OB Würzner lobte Solowiejs Zivilcourage und bedankte sich bei dem Retter: "Was Sie gemacht haben, ist großartig, und deshalb sagen wir heute gemeinsam danke." Viele Menschen würden in solchen Situationen passiv bleiben, anstatt aktiv Hilfe zu leisten, so Würzner. Tatsächlich war Solowiej an jenem Abend der einzige Anwesende, der beherzt eingriff und zur Tat schritt. Der Oberbürgermeister übergab dem ehemaligen Altstädter Solowiej neben der Rettungsmedaille auch eine Urkunde des Ministerpräsidenten. Ein ganz besonderes Geschenk erhielt der 36-Jährige auch von der DLRG, in deren Name Wörner ihm einen Rettungsschwimmerkurs und eine Fahrt mit dem DLRG-Boot versprach.

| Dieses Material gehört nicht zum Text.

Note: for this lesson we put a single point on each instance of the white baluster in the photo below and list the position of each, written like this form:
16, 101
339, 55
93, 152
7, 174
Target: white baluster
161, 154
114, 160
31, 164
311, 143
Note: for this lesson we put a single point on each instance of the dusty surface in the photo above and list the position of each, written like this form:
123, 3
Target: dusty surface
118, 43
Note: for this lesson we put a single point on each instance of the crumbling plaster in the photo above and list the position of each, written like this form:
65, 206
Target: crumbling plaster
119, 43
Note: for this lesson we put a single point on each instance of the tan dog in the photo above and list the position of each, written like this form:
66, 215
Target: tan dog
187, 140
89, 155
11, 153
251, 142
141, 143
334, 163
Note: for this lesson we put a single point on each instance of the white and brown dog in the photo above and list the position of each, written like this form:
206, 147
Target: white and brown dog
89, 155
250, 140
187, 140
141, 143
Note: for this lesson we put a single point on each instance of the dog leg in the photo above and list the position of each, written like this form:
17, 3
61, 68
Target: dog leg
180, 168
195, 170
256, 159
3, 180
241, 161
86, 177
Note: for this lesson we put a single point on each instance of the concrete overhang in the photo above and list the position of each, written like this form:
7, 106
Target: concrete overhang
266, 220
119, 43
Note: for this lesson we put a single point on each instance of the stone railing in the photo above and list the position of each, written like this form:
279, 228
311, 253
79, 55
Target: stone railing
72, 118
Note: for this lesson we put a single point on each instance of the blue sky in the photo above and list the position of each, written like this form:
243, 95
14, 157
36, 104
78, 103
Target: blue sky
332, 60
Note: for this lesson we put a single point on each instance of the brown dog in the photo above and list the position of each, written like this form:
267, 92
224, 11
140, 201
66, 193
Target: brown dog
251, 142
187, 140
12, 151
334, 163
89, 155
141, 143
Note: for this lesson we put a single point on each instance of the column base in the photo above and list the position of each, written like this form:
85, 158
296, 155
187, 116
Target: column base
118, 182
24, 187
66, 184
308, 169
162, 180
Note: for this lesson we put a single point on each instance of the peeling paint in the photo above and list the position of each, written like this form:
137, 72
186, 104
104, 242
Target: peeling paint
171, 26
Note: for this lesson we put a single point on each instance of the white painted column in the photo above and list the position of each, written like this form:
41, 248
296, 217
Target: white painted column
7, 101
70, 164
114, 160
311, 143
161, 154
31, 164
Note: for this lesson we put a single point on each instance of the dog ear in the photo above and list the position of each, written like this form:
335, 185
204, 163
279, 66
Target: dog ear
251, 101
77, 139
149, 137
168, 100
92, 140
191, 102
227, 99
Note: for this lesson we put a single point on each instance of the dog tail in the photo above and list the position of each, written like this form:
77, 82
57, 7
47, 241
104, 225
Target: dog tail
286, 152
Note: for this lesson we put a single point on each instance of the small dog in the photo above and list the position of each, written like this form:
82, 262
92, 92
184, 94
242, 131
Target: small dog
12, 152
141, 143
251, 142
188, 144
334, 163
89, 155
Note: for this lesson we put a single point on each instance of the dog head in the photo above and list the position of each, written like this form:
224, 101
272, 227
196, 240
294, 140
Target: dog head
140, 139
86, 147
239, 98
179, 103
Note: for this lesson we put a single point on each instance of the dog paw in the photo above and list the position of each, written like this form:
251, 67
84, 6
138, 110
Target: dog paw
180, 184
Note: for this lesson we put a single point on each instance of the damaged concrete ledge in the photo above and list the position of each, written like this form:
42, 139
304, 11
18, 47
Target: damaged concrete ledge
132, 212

Der Trubel um seine Person ist dem Retter ein wenig unangenehm, doch er sei natürlich stolz auf seine Tat, sagte Solowiej. Zur Verleihung kam auch seine Frau, Katrin D’Inka, die ihm nach seiner Heimkehr erst gar nicht geglaubt habe, was da passiert sei. "Erst habe ich sogar geschimpft, weil die Aktion so riskant war, aber dann war ich natürlich unheimlich stolz", erzählte sie.
Wie man sich verhalten sollte, wenn man bemerkt, dass jemand im Wasser in Gefahr ist, erklärten Wörner und Eigenmann. "Auf jeden Fall zuerst den Notruf wählen", so Eigenmann. "Und danach Hilfe suchen und andere Anwesende ansprechen", erklärte der Polizist weiter. Ob man tatsächlich selbst zur Hilfe eilen sollte, sei Abwägungssache: "Man sollte sich nicht überschätzen, im Zweifel sind die Einsatzkräfte sehr schnell vor Ort." Eigenmann erinnerte auch noch einmal daran, dass der Neckar eine Schifffahrtsstraße und die Strömung nicht ohne sei: "Natürlich zieht der Fluss die Menschen an, aber ich rate dringlichst davon ab, im Kanal zu schwimmen."